Thomas Nagel is widely recognized as one of the top American philosophers working today. Reflecting the diversity of his many philosophical preoccupations, this volume is a collection of his most recent critical essays and reviews.
The first section, Public and Private, focuses on the notion of privacy in the context of social and political issues, such as the impeachment of President Clinton. The second section, Right and Wrong, discusses moral, political and legal theory, and includes pieces on John Rawls, G.A. Cohen, and T.M. Scanlon, among others. The final section, Mind and Reality, features discussions of Richard Rorty, Donald Davidson, and the Sokal hoax, and closes with a substantial new essay on the mind-body problem. Written with characteristic rigor, these pieces reveal the intellectual passion underlying the incisive analysis for which Nagel is known.

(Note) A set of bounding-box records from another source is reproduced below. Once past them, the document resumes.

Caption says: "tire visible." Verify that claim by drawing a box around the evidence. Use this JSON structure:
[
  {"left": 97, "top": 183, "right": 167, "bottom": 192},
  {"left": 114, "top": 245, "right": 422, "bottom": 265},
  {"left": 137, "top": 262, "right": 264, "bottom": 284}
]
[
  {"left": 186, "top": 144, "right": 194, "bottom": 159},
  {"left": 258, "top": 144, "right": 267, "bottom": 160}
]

Thomas Nagel is an American philosopher, currently University Professor and Professor of Philosophy and Law at New York University, where he has taught since 1980. His main areas of philosophical interest are philosophy of mind, political philosophy and ethics. He is well-known for his critique of reductionist accounts of the mind in his essay "What Is it Like to Be a Bat?" (1974), and for his contributions to deontological and liberal moral and political theory in The Possibility of Altruism (1970) and subsequent writings.
Thomas Nagel was born to a Jewish family in Belgrade, Yugoslavia (now Serbia). He received a BA from Cornell University in 1958, a BPhil from Oxford University in 1960, and a PhD from Harvard University in 1963 under the supervision of John Rawls. Before settling in New York, Nagel taught briefly at the University of California, Berkeley (from 1963 to 1966) and at Princeton University (from 1966 to 1980), where he trained many well-known philosophers including Susan Wolf, Shelly Kagan, and Samuel Scheffler, who is now his colleague at NYU. In 2006, he was made a member of the American Philosophical Society.
Nagel is a Fellow of the American Academy of Arts and Sciences and a Corresponding Fellow of the British Academy, and has held fellowships from the Guggenheim Foundation, the National Science Foundation, and the National Endowment for the Humanities. In 2008, he was awarded a Rolf Schock Prize for his work in philosophy, the Balzan prize, and the honorary degree of Doctor of Letters from Oxford University.
In his essay "Concealment and Exposure," Thomas Nagel argues that we have come to include too much in the public sphere, and that it is necessary to return to a notion of more reticence in public (that is, more privacy). Nagel understands concealment or reticence not as deception, but as what is ignored or not brought to the foreground (7). Reticence serves certain social functions, including protection of the self, and the allowance of more intimacy with certain others to build personal relationships (9). According to Nagel, the public/private dichotomy works in two directions: keeping some stuff out of public, and keeping the self free of external gazes (15). Having too much of the private in public causes the problem of there being too much to discuss in public, and issues of real concern to the public cannot receive the attention they deserve, causing the destruction of civility (20).
In "Personal Rights and Public Space," Nagel argues that we need to understand rights as status, that is, what is morally attributed to a person as a member of a moral community (33). Having rights makes one inviolable, and we should understand rights as prohibiting what we can do to others (37). Nagel is unconcerned with whether rights are true, but argues that instead that moral arguments are not about what is true, but what is better — more likely because it makes a better world (39).
Reviewing the title essay. I find a lot of Thomas Nagel's takes overblown, but I agree with his critique of the obsession with constant exposure. It's not actually revolutionary to make every detail of your life accessible to the world, that's just how social media squeezes clicks out of naive simpletons. He gives a vivid example: imagine that you and your beloved both know a secret. A partner has been systematically lying about infidelity, say. The other partner knows that this is the case. Too much exposure, or a premature disclosure, would kill any chance of saving the relationship. This would be a shame if the offending partner regrets their fuckup and wants to repair. Instead of rushing to a closure that would disappoint everyone Nagel suggests we let our treacherous loved ones get away with it, giving them a knowing wink. They still love us, and this way we will always have leverage for future arguments.